Edit again: Ansible is a pretty great product, and IMO one of the first of such tools to seriously improve the UX for sysadmins. Thanks for maintaining it!

bcoca · on May 26, 2016

speed has been both better and worse, so depends a lot on what your playbook is doing, size of your inventory, vars, etc

the only answer i can give you is: test.

We do try to keep decent performance, but this is not our main focus.

adamors · on May 26, 2016

I use around 1-3 variables per module and 4-5 modules per playbook. Other than that, the actual tasks are trivial (install package x etc.)

bcoca · on May 26, 2016

we actually avoid the requests lib for this and many other reasons, we don't use libcurl as we try to avoid extra dependencies when possible.

The issue is more basic than requests, the actual python http/url and ssl implementations have these issues, we have patched and added warnings to indicate which minimal python versions you can use and have SNI work.

therealmarv · on May 26, 2016

thanks for clarifying!

bcoca · on May 26, 2016

Support for python3 has been on the roadmap, sadly most of the installed base of servers out there uses 2.x and in many cases 2.4 (centos/rhel5).

This is NOT a switch from py2 to py3 we are aiming to support BOTH at the same time, this is not a trivial task (specially with 2.4) and will probably take us several versions to implement.

Kudos · on May 26, 2016

Several majors or minors?

bcoca · on May 26, 2016

minors we release every 3-4 months (or plan to)

bcoca · on May 26, 2016

disclaimer: i'm an ansible dev.

As the ticket shows, this was added in the 2.x release of Ansible, that is why the ticket was closed.

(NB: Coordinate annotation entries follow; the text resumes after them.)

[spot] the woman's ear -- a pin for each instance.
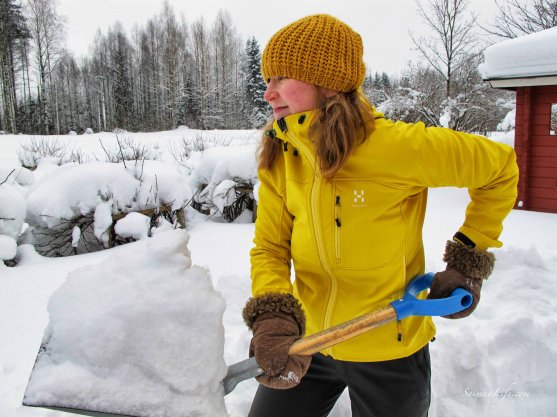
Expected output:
(328, 93)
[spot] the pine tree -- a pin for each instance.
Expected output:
(13, 29)
(257, 108)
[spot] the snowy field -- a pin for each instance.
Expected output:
(501, 361)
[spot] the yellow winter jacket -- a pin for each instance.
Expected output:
(355, 241)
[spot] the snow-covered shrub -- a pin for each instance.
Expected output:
(35, 149)
(73, 210)
(224, 178)
(127, 148)
(12, 212)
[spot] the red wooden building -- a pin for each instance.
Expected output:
(528, 65)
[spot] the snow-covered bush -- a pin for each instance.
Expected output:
(73, 209)
(13, 182)
(35, 149)
(224, 178)
(12, 209)
(183, 150)
(127, 148)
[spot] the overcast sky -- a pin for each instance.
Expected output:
(383, 24)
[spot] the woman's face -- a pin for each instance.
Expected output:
(288, 96)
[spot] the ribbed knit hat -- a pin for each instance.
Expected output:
(317, 49)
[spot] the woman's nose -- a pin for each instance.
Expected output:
(270, 93)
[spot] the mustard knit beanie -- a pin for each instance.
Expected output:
(317, 49)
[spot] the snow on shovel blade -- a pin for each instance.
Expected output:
(407, 306)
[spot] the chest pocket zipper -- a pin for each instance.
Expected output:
(337, 229)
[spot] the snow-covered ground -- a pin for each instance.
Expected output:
(501, 361)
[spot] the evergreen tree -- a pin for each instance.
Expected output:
(257, 108)
(13, 29)
(123, 99)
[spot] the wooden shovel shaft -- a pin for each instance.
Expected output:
(344, 331)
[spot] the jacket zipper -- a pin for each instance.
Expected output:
(314, 195)
(338, 226)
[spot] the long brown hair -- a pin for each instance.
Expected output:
(340, 124)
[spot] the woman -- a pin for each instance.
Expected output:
(342, 197)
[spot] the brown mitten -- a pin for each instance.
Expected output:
(277, 321)
(467, 267)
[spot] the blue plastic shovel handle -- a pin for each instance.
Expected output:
(409, 305)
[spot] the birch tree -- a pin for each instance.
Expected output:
(452, 38)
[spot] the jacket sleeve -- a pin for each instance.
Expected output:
(270, 257)
(442, 157)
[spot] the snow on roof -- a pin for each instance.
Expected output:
(532, 55)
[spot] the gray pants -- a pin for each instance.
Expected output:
(396, 388)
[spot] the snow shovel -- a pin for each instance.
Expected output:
(407, 306)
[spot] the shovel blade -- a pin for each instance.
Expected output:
(81, 412)
(239, 372)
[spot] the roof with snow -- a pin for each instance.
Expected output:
(527, 60)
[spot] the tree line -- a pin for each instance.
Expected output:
(165, 74)
(169, 72)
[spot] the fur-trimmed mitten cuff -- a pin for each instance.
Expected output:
(469, 261)
(274, 303)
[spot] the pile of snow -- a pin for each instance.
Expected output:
(531, 55)
(139, 333)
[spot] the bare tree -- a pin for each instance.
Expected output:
(518, 17)
(173, 53)
(453, 39)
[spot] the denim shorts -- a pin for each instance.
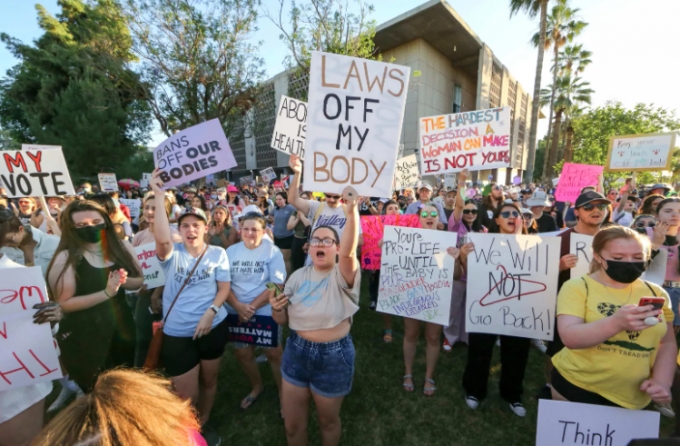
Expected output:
(326, 368)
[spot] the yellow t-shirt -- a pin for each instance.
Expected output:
(616, 368)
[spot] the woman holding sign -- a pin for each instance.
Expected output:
(514, 350)
(617, 329)
(318, 303)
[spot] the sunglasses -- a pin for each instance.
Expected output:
(589, 207)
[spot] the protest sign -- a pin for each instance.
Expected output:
(35, 173)
(515, 285)
(575, 177)
(108, 182)
(406, 173)
(416, 274)
(290, 127)
(27, 350)
(193, 153)
(261, 331)
(476, 140)
(268, 174)
(653, 151)
(566, 423)
(151, 267)
(356, 109)
(373, 227)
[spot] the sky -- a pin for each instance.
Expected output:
(634, 43)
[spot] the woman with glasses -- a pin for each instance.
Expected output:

Adding this info required a major revamp of the parser, which we did in 2.x, for this and many other reasons. This is not a simple change in 1.x and we decided not to backport it.

bpchaps · on May 26, 2016

Could you? Tons and tons of companies are forced into using outdated versions (for tons of reasons) where point release updates are still possible.

I'm sure it's a lot of work, but a lot of your core and original users would appreciate it. Not implementing something as useful as that just has a "we got 'em, no need to do anything else for them" vibe.

devy · on May 26, 2016

> Tons and tons of companies are forced into using outdated versions (for tons of reasons) where point release updates are still possible.

Exactly my point! Ansible devs should own up to it for admitting their BAD design choice (I heard someone from here saying intentionally not use a parser but use YAML.) of not being able to get syntax error file name + line number!

My story was that debugging ansible playbook with loads of nonsense cryptic error messages due to syntax errors that I have to spent hours to figure out what went wrong was a complete frustration. It was so bad that we eventually re-designed our infrastructure to cut out Ansible and never look back again. So much for Ansible 2.x that it doesn't even matter. Ansible lost its appeal in 1.x, and that's it. No more 2.x upgrades.

Lesson learned here is that if a young software tools got adopted but early version caused so many frustrations that the authors don't care about back-porting bugfixes, all future version becomes irrelevant.

bpchaps · on May 26, 2016

It's gotten so bad with these sorts of tools with their incredibly annoying design flaws that I've been debating creating my own using rpm and ssh on top of bash with some python.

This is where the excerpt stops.